The technology, especially the fintech space is much the same. The barrier is low. Anyone can participate — whether you know or want to learn to code or not. Anyone can create a website. For those in fintech, anyone can decide today to get to do business with one of the 79 million account holders in Nigeria. If that is not your cup of tea, you can go in search of the 40 million unbanked Nigerians.
And that’s exactly what young Nigerians are doing — not waiting around for permissions.
I don’t know what the numbers are for November, but a Tech Cabal report in October said that in September 2021, startups in Africa raised $800 million. More striking is that the funding in September and August alone surpassed the amount raised in the whole of 2019. You can read that again.
Since the beginning of the year, startups in Africa have raised more than $2.9 billion through over 500 deals — each one worth at least $100,000 — with about 200 of these deals being worth over $1 million.
Now for the moment when I always smile: A bulk of this funding comes to Nigeria. Startups in this country have raised $1.27 billion as of October this year, representing 44% of the total funding raised in Africa.
This is great news for the young aspiring Nigerian as well as the Nigerian investor.
For the young aspiring Nigerian, this is no greater motivation. She sees Stripe’s acquisition of Paystack for $200 million, Cheki’s acquisition by Autochek, NGcareers acquisition by Jobberman, etc and she dreams. Iniobong’s EdTech company is going live soon and her excitement is palpable.
For the Nigerian astute investor, he starts seeing that it is unwise to keep ignoring these tattoo-donning braid-wearing kids always moving around with their laptops in shirts and jeans. He knows he has to start paying attention.
Both groups — talented youths and adult investors — need to be close to the community. That’s why I love the DevOps group we have created so much. Being close to the community means being let into conversations happening in the ecosystem. For instance, I told Mercy that I have to attend a session Abiodun Animashaun is having on Friday. I told her that I’m attending because he is going to be speaking frankly about the Nigerian fintech ecosystem. Why is he qualified to speak on it? Because he is the country director of Chipper Cash Nigeria. Chipper Cash is a fintech company and has just last week raised $150 million to become the latest unicorn in Africa. A unicorn is a startup that is worth at least $1 billion. (Here is the LINK for those interested).

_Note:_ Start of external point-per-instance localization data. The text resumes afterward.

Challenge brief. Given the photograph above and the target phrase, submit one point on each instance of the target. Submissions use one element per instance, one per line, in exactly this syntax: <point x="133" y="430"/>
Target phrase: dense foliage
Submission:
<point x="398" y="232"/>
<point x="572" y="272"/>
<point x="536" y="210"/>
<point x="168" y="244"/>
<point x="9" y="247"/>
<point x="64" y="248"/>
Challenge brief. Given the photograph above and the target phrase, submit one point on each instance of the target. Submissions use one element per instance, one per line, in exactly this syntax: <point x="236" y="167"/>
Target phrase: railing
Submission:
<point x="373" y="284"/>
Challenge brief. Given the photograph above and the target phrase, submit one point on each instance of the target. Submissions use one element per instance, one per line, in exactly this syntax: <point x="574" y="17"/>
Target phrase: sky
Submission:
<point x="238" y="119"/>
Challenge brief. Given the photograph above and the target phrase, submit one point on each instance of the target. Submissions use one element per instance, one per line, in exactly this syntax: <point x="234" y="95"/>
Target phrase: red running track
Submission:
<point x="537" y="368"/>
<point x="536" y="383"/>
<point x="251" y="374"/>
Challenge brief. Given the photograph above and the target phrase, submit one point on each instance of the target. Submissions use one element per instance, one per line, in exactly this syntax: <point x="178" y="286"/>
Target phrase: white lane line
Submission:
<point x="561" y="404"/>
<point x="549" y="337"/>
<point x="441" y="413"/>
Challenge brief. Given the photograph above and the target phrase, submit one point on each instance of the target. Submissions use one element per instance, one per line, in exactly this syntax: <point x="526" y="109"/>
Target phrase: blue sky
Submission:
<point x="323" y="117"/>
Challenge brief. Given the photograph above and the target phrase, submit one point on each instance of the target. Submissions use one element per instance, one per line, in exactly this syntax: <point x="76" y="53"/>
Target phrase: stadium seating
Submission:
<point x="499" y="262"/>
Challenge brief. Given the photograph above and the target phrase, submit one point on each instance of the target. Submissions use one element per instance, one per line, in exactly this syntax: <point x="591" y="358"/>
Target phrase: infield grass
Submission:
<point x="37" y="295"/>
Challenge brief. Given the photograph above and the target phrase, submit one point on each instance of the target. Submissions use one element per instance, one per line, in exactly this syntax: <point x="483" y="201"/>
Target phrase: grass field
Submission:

These conversations are important because very few people can dream beyond what they see. Convictions come by seeing people do stuff; seeing people do these stuff repeatedly.
You cannot participate effectively in things you do not understand. You cannot understand these things unless you intentionally become part of the community and listen in on the conversations.
What is happening in the tech ecosystem excites me. And hearing the conversations happening as well as participating in the community thrills me enough to get my keyboard dancing on my system’s Notepad.